Victoria Horkan’s work offers a bold, vibrant and expressive milieu of forms and colours that falls somewhere between the realms of impressionism, abstraction and expressionism. She conveys and engages with scale and perspective, making large what is typically small but her central focus is on colour, and movement. We asked Victoria about her practice and motiviations.
What got your practice stared?
I had too many poor office jobs to mention and the politics drove me insane! I got back into painting on the back of self-indulgent need for escapism and a desire to express my creativity again.
Who or what have you sacrificed for your art?
I think you sacrifice a little of yourself in every painting you do. When I first started to paint I was so afraid of everyone seeing my work, it was too imposing. Yes you grow in confidence as your work develops and changes but you are still saying to everyone look this is me and sometimes when you dissect that it can really scare the hell out of you.
You currently live in Leeds - Do you show your work there often?
I’ve shown my work quite a bit in Leeds, when I first moved over here I began by showing my work in small art café’s and restaurants etc. Sometimes that can be quite powerful, and a good way to start as an early career artist. Have a coffee, people watch and consume some unknown artists work, why not? I then got in one or two galleries locally but I think as I was a complete unknown at that time your seemingly a little fish in a big pond. I did do well and sold out but I think in the main most of my work sells online.

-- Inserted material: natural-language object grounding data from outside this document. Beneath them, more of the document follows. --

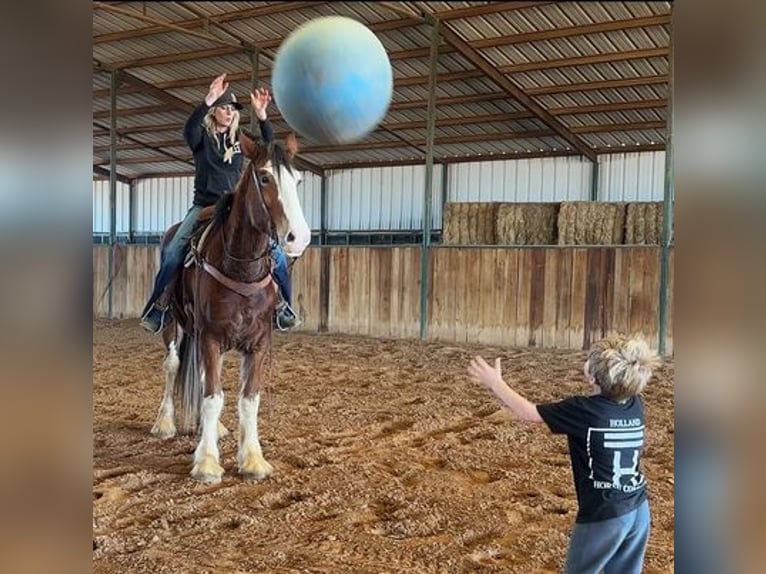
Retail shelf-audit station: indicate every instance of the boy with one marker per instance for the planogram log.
(606, 436)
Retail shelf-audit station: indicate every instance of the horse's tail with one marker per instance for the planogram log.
(189, 384)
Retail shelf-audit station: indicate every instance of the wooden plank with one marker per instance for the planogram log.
(523, 297)
(380, 292)
(510, 296)
(435, 301)
(339, 291)
(651, 290)
(620, 324)
(460, 262)
(395, 328)
(449, 258)
(636, 306)
(487, 289)
(563, 296)
(324, 288)
(593, 297)
(306, 279)
(550, 299)
(577, 309)
(471, 280)
(100, 303)
(537, 297)
(410, 288)
(608, 290)
(671, 300)
(498, 275)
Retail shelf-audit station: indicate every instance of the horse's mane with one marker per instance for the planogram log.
(222, 210)
(278, 157)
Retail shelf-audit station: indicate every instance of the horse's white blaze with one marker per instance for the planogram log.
(164, 426)
(291, 204)
(249, 456)
(248, 425)
(206, 455)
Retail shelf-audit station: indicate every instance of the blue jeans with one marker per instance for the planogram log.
(172, 255)
(616, 545)
(280, 272)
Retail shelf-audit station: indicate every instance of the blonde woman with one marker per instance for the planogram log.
(212, 133)
(606, 433)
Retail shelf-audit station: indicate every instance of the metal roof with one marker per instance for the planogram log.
(514, 79)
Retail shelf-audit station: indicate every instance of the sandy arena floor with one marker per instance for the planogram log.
(387, 459)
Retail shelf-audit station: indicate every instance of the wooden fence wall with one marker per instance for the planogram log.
(528, 297)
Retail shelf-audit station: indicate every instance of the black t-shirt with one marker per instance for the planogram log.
(605, 443)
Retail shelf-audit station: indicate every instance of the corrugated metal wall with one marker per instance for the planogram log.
(391, 198)
(101, 206)
(632, 176)
(388, 198)
(525, 180)
(159, 203)
(310, 192)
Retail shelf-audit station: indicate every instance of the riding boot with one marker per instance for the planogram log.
(155, 319)
(285, 317)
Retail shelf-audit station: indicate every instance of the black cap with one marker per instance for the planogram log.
(228, 99)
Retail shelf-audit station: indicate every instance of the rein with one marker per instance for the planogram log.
(242, 288)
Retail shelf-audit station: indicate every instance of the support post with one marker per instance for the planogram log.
(445, 194)
(255, 54)
(427, 192)
(131, 211)
(594, 181)
(667, 207)
(324, 268)
(114, 85)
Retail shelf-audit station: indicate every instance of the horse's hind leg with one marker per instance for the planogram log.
(250, 459)
(206, 456)
(165, 426)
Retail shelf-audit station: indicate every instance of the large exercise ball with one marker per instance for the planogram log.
(332, 80)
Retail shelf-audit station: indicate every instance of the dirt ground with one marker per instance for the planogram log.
(387, 459)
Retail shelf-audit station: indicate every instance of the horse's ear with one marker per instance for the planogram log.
(291, 145)
(248, 144)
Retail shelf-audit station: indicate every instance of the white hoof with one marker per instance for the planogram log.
(253, 466)
(164, 428)
(207, 471)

Where do you go for inspiration when starting a new project?
I don’t purposefully seek inspiration, I think every good artist will tell you there is always inspiration around you and that can be through any medium, technology, place, film in theatre it’s just there for you to be part of. I don’t like looking at other artists work either, I always want the work to represent my thoughts an idea’s and not be swayed into a certain trend or way of working.
What's your studio like?
It is messy but it is has to be doesn’t it, it means I work hard! Are any artist’s tidy? I would find that weird but I would want to know how they do it. I have a pleasant mixture of PVA glue, an unrecognisable carpet covered in oils, paint splashed walls and I have been known to use my curtains to wipe my paint brushes on- it’s like I’m a five year old kid in there and I don’t know what’s naughty anymore.
What work of art would you most like to own?

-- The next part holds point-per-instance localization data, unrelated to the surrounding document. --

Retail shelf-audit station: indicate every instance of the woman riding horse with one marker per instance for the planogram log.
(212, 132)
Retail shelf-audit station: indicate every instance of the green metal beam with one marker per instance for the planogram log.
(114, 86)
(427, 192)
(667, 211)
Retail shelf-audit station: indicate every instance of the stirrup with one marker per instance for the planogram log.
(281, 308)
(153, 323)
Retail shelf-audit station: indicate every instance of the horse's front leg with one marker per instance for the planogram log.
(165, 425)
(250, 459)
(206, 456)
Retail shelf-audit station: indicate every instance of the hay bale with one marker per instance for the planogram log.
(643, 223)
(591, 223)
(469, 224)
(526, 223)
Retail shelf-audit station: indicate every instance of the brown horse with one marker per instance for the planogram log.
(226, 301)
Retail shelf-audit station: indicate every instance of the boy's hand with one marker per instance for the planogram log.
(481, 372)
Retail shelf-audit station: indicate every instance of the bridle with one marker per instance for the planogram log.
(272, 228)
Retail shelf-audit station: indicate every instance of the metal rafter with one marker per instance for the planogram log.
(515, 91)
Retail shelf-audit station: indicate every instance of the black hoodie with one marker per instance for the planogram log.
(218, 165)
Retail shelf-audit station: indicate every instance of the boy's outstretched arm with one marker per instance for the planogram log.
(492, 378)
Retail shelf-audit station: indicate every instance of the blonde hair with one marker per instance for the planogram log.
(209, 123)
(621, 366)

Path Under The Rose Trellises, by the great Claude Monet. What’s not to love. Colour, movement bewildering beauty. I could sit in front of that painting with a nice glass of red and just pretend I am walking down there with the warmth of the day on my face.
Whats in store for 2013?
Italy, perhaps some exhibitions there. I’m talking to lots of clients in America now so hopefully there will be a bit more scope for opportunities there and more of a gallery presence.